In drei Nachrufen auf François Furet ("alles andere als ein aufgeblasener, eitler Akademiker"), Amos Elon ("klug und respektlos, verachtete Dummheit und Borniertheit") und Leszek Kolakowski ("Ironie und messerscharfe Argumentation") wird ein Porträt des Historikers als nicht mehr ganz so jungen Mannes reflektiert: geistreich und integer, mit einer Präferenz für Fakten anstelle von Theorien, methodisch eher bei der guten alten Chronologie als in der Intertextualität zu Hause und noch stets ein beeindruckend belesener, polyglotter, im positiven Sinne streitsüchtiger Intellektueller.
Dies ist auch der Grundton in Judts Rezension von Eric Hobsbawms "Age of Extremes", die den Auftakt der hier versammelten, in vier asymmetrische Hauptteile (Europa, Israel, Vereinigte Staaten, die Sozialdemokratie überhaupt) angeordneten Texte macht. Bisweilen scharfzüngig, immer scharfsinnig entwickelt Judt meist aus Buchbesprechungen größere Zusammenhänge. Beim Seelenverwandten Hobsbawm ignoriert er dessen Festhalten an einigen überkommenen Gewissheiten keineswegs - neue Fakten! -, doch tragen Wärme und Sympathie seine Lektüre.
Dass er auch anders kann, zeigt Judt, wenn er die handwerklichen Fehler, intellektuellen Unzulänglichkeiten und - als wäre das noch nicht genug des Überdrusses - antisemitischen Subtexte im Werk des Europahistorikers und selbsternannten Retters polnischer Größe, Norman Davies, schonungslos zerrupft. Das ist hart, aber glorreich. Wer die Faktenlage schludrig oder, schlimmer noch, wissentlich verkennt, findet bei Judt keine Gnade.
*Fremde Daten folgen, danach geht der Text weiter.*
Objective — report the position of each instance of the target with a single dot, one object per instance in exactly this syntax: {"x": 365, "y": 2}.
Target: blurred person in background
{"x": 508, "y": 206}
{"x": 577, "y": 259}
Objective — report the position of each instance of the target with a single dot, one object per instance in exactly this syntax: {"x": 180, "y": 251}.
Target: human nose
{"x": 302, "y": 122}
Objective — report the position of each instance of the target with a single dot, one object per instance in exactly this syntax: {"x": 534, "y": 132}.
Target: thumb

Doch nicht nur Fakten ändern sich, auch Kontexte wechseln, und der Leser dieser vorzüglichen Sammlung wird vielfach andere Assoziationen haben als ihr Autor. Schreibt Judt von der wachsenden Selbstisolation der Vereinigten Staaten und ihrem erodierenden Führungsanspruch im Zeitalter George Bushs des Jüngeren, so liest man heute wie selbstverständlich Donald Trump in diese Zeilen hinein. Geht es um den Nahen Osten, werden aus dem hier noch sehr lebendigen Ariel Scharon - laut Judt ein Verhängnis für den israelischen Staat - die Einbahnstraßen- und Eskalationspolitiker Benjamin Netanjahu und Avigdor Lieberman. Schreibt Judt im Jahr 1996 über Europa als "große Illusion", ist man versucht, darin die Prophezeiung von Brexit, ungarischem Rechtsbruch und AfD zu erkennen.
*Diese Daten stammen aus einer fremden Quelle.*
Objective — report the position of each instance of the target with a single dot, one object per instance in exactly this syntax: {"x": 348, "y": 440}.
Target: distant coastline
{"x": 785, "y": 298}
Und Judts Vision einer "Sozialdemokratie der Angst" liest sich nach den Bundestagswahlen 2017 auch anders, als sie 2009 gemeint war. Doch so finster die Formulierung daherkommt, stimmt Judt gerade nicht in den Abgesang auf sozialdemokratische Werte wie Wohlfahrtsstaat und Gerechtigkeit ein, sondern ruft zu ihrer Verteidigung auf. Das konservative Bewahren solcher Errungenschaften sei heute Kernaufgabe der Sozialdemokratie; mit der "Abrissbirne" der Innovationsrhetorik operierten hingegen die Zerstörer der Rechten.
An hellsichtigen Gedanken ist fürwahr kein Mangel in diesem Band. In den neunziger Jahren beschreibt Judt luzide, wie nationalistische Bewegungen - noch sind es Jean-Marie Le Pen und Jörg Haider - Kapital aus dem diskreditierten Wohlstandsversprechen der Europäischen Union ebenso schlagen wie aus Ängsten vor globalen Migrationsbewegungen. Wenn man liest, dass der EU-Beitritt Ungarn und die Slowakei "vor ihren eigenen Dämonen schützen" solle, ist man gelinde verblüfft. Auch das Bild der amerikanischen Außenpolitik als SUV sitzt: im Zeitalter von Überbevölkerung, Ressourcenknappheit und Klimawandel sei dies ein "gefährlicher Anachronismus", weil er verkenne, dass Unilateralismus und militärische Macht nicht dasselbe seien wie Einfluss und Überzeugungskraft. Und wenn Judt urteilt, das amerikanische Ansehen habe "einen historischen Tiefpunkt", möchte man nur die Jahreszahl auswechseln, ehe man unterschreibt.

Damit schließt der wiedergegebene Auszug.